これにより、不必要なCPU/メモリのコストを支払わずコストの最適化を図れるようになっています。
また、FlexCloneの機能を使うことで「高速かつ容量効率の高いクローンVM」を作成することが可能です。
前章でご紹介した通り、FlexCloneはファイルを複製する際にストレージ内の同一ブロックを再利用することで容量消費を最小化しています。
複製時、実際にコピーは発生していないため、vmdkファイルをFlexCloneすることで、大量のVMを高速かつ極小容量で複製することができます。
ちなみに、vCenterからクローン処理を実行するとFlexCloneではなく、VMwareのクローン処理が行われるのでご注意ください。
FlexCloneを実行する場合はONTAP CLIからコマンドで実行する形となります。
さらにNetAppではSnapCenter for VMware vSphere(以下:SCV)というVMware用のバックアップツールを提供しており、SCVを利用することで仮想マシンやデータストア単位のバックアップやVMware側に性能影響を与えないリストア処理を実現することも可能です。
実は今回、本記事を作成する中でVMware Cloud on AWSのNFSデータストアとしてAmazon FSx for NetApp ONTAPを構築する際の手順や動作検証を実施しており、そちらについても別の記事でまとめておりますのでご興味のある方は是非ご確認ください。

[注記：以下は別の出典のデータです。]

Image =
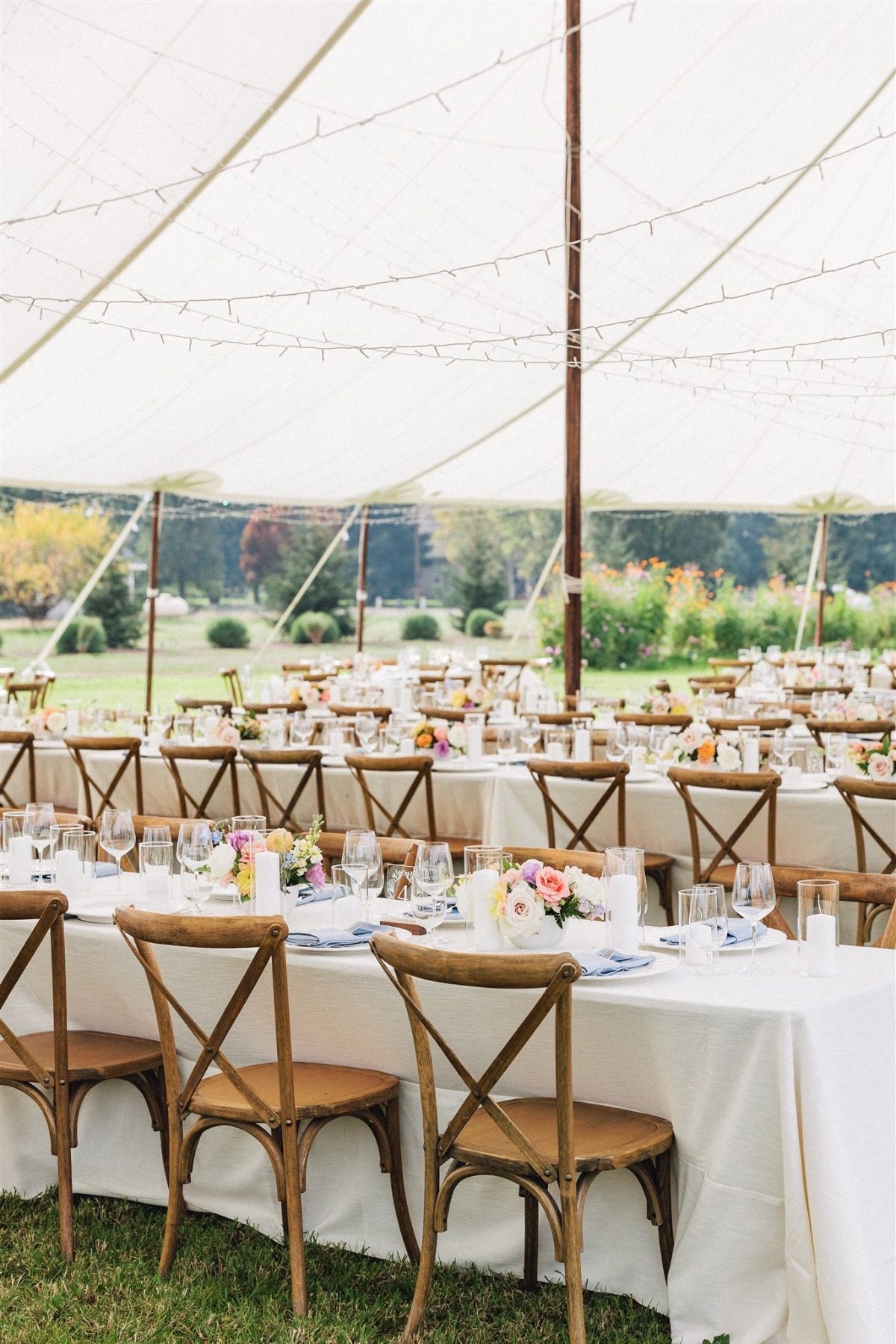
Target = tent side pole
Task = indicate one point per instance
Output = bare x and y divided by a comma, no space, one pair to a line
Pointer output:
808,591
340,537
152,593
94,578
361,597
573,510
822,585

「VMware Cloud on AWS × Amazon FSx for NetApp ONTAP(VTGW)の記事はこちら」
「VMware Cloud on AWS × Amazon FSx for NetApp ONTAP(VPC ピアリング)の記事はこちら」
料金体系 |
Amazon FSx for NetApp ONTAPの料金体系は使用したリソースや機能の料金のみを支払うシンプルな従量課金制を採用しています。
料金に関連する要素は以下の6つです。
- SSDストレージ(プライマリプール使用量):GB/月単位でのお支払い
⇒当月にファイルシステム用にデプロイしたストレージの平均使用量
ボリュームに割り当てた容量ではなく、ファイルシステム全体に割り当てた容量となります。
お間違いのないようご注意ください。 - SSD IOPS:IOPS/月単位でのお支払い
⇒当月の利用可能な標準 IOPSから追加した分の平均 IOPS使用量
まず、デフォルトとしてSSDストレージのGBごとに3 IOPS利用することができます。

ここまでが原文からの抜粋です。